The Cloudinary Image Dataset ’22 (CID22) is a large image quality assessment (IQA) dataset created in 2022, consisting of 22k annotated images based on 250 pristine images, compressed using (Moz)JPEG, WebP, AVIF, JPEG XL, JPEG 2000, and HEIC.

Quality range

Compared to other IQA databases like KADID-10k or TID2013, CID22 is relatively focused: distortions include only image compression, and the quality range is from medium quality to (near) visually lossless, e.g. mozjpeg q30 to q95. Previous datasets typically tended to focus on much lower qualities:

Histogram of SSIMULACRA 2 scores across various IQA datasets

This is the range relevant for web delivery of images with various trade-offs between fidelity and bandwidth.

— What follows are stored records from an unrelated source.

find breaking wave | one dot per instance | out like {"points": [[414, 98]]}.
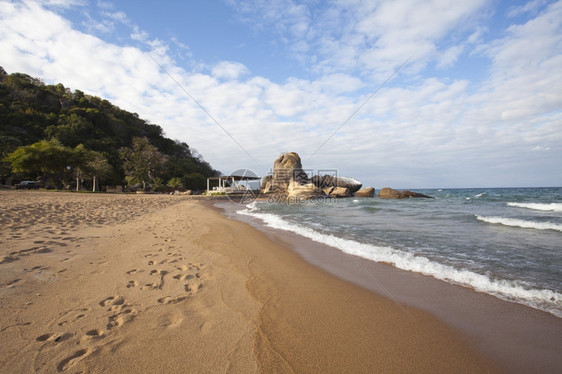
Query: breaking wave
{"points": [[514, 222]]}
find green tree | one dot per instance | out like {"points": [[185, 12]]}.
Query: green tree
{"points": [[46, 157], [175, 183], [91, 164], [142, 161]]}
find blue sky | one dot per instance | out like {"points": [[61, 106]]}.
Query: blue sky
{"points": [[474, 97]]}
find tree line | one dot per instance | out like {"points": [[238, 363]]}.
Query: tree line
{"points": [[67, 139]]}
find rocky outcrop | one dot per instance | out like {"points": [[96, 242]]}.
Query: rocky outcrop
{"points": [[289, 179], [389, 193], [286, 168], [324, 181], [305, 191], [365, 192]]}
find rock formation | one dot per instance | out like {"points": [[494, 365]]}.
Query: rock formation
{"points": [[389, 193], [286, 168], [365, 192], [290, 179]]}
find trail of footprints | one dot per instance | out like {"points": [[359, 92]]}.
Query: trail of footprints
{"points": [[167, 275]]}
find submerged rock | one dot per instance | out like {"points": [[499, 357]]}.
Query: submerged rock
{"points": [[390, 193], [337, 192], [365, 192]]}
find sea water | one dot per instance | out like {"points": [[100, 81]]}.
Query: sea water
{"points": [[506, 242]]}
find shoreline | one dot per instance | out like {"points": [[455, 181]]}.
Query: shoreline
{"points": [[145, 283], [522, 338]]}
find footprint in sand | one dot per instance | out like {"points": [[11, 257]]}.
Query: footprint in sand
{"points": [[171, 300], [132, 283], [72, 315], [112, 301], [121, 318], [96, 333], [70, 361], [54, 338]]}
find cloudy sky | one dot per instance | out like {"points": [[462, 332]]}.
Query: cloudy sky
{"points": [[400, 93]]}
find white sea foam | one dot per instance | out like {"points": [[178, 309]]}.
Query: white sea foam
{"points": [[552, 207], [514, 291], [514, 222]]}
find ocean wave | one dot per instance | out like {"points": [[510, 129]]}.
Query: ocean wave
{"points": [[547, 300], [514, 222], [552, 207]]}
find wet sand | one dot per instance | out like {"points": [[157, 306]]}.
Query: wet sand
{"points": [[153, 283]]}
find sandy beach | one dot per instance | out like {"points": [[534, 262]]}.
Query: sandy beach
{"points": [[103, 283]]}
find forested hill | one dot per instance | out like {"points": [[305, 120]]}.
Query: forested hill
{"points": [[33, 114]]}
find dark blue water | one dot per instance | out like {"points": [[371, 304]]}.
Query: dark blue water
{"points": [[506, 242]]}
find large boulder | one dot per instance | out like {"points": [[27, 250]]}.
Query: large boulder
{"points": [[286, 168], [389, 193], [365, 192], [325, 181], [297, 191], [407, 194]]}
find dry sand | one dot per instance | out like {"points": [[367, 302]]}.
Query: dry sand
{"points": [[151, 283]]}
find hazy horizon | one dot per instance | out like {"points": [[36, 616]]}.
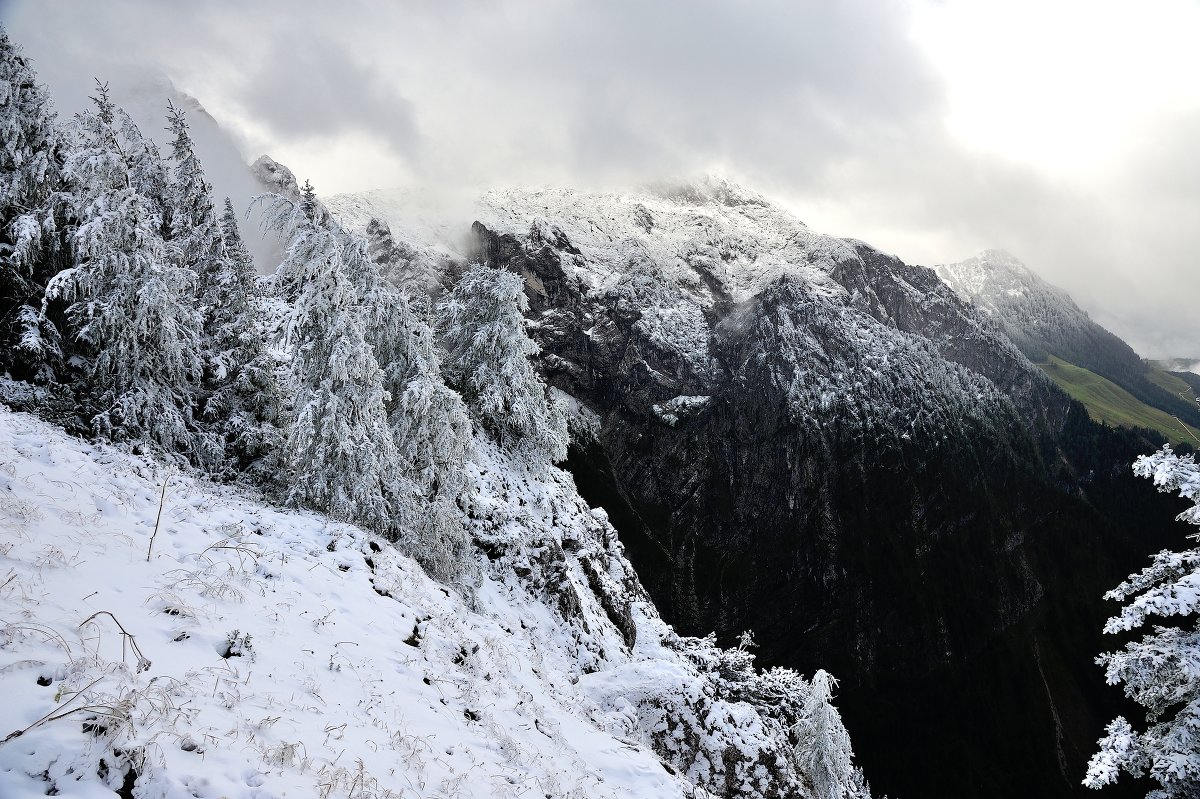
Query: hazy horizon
{"points": [[1061, 132]]}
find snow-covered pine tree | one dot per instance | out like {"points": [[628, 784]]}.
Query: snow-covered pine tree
{"points": [[239, 398], [823, 745], [131, 316], [430, 419], [1162, 671], [30, 170], [247, 401], [340, 449], [487, 360], [427, 419]]}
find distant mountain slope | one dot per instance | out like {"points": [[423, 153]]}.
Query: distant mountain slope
{"points": [[1111, 404], [1043, 320], [803, 436]]}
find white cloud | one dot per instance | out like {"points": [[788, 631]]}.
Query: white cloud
{"points": [[1061, 130]]}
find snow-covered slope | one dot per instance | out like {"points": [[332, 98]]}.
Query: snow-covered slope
{"points": [[705, 235], [1021, 301], [685, 263], [211, 646], [1042, 319]]}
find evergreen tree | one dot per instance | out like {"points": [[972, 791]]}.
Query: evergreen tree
{"points": [[30, 172], [823, 744], [340, 449], [429, 420], [487, 360], [240, 396], [246, 400], [1162, 671], [133, 326]]}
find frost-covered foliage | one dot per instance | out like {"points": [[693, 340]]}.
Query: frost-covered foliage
{"points": [[377, 436], [825, 745], [430, 420], [130, 308], [340, 451], [487, 360], [1161, 671], [30, 151], [240, 397], [243, 403], [731, 728]]}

It is also the quality range the new JPEG AIC-3 standard will focus on. CID22 is part of Cloudinary's response to the AIC-3 Call for Contributions on Subjective IQA.

License

Creative Commons License
This work is licensed under a Creative Commons Attribution-ShareAlike 4.0 International License.

Downloads

The full CID22 dataset consists of two parts:

The annotations for the validation set (mean bias-corrected opinion scores) are freely available to the research community. The full set of images is also available.

Paper

The CID22 dataset is presented in this paper, including a detailed description and discussion of the test methodology that was used. An extended version of this paper was submitted as a contribution to the JPEG AIC-3 Call for Contributions on Subjective Image Quality Assessment.

If you use the CID22 dataset in your research, you can cite it as follows:

@article{CID22,
title={{CID22}: Large-Scale Subjective Quality Assessment for High Fidelity Image Compression},
author={Sneyers, Jon and Ben Baruch, Elad and Vaxman, Yaron},
journal={IEEE MultiMedia},
pubstate={Submitted},
year={2023},
doi={10.36227/techrxiv.22659061}}

Codec comparison

The following plot shows bitrate/distortion curves aggregated over the entire CID22 dataset:

Per-image plots are available for every image in the validation set; there are also aggregated plots available per image category, based on the full CID22 dataset: codec performance plots.

Objective metrics

Using the CID22 data to evaluate objective metrics, we get the following Kendall and Spearman rank-order correlation coefficients (KRCC and SRCC) and Pearson correlation coefficients (PCC). The sign only indicates whether the metric is of the “smaller is better” type (the number indicates amount of difference) or of the “bigger is better” type (the number indicates quality). Higher absolute values are better.

Metric KRCC SRCC PCC
(SSIMULACRA 2) 0.6934 0.882 0.8601
Butteraugli 2-norm -0.6575 -0.8455 -0.8089
Butteraugli 3-norm -0.6547 -0.8387 -0.7903
DSSIM 3.2 -0.6428 -0.8399 -0.7813
VMAF 0.6176 0.8163 0.7799
FSIM 0.6089 0.8005 0.7676
PSNR-HVS 0.6076 0.8100 0.7559
Butteraugli max-norm -0.5843 -0.7738 -0.7074
SSIM 0.5628 0.7577 0.7005
MS-SSIM 0.5596 0.7551 0.7035
LPIPS -0.5417 -0.7316 -0.6932
SSIMULACRA 1 -0.5255 -0.7175 -0.6940
PSNR-Y 0.4452 0.6246 0.5901
PSNR (ImageMagick compare -metric psnr) 0.3472 0.5002 0.4817
CIEDE2000 0.3154 0.4584 0.4096

Butteraugli, SSIMULACRA 1 and 2 are also part of libjxl. For SSIM, MS-SSIM, PSNR-Y, PSNR-HVS and CIEDE2000, the libvmaf implementation was used.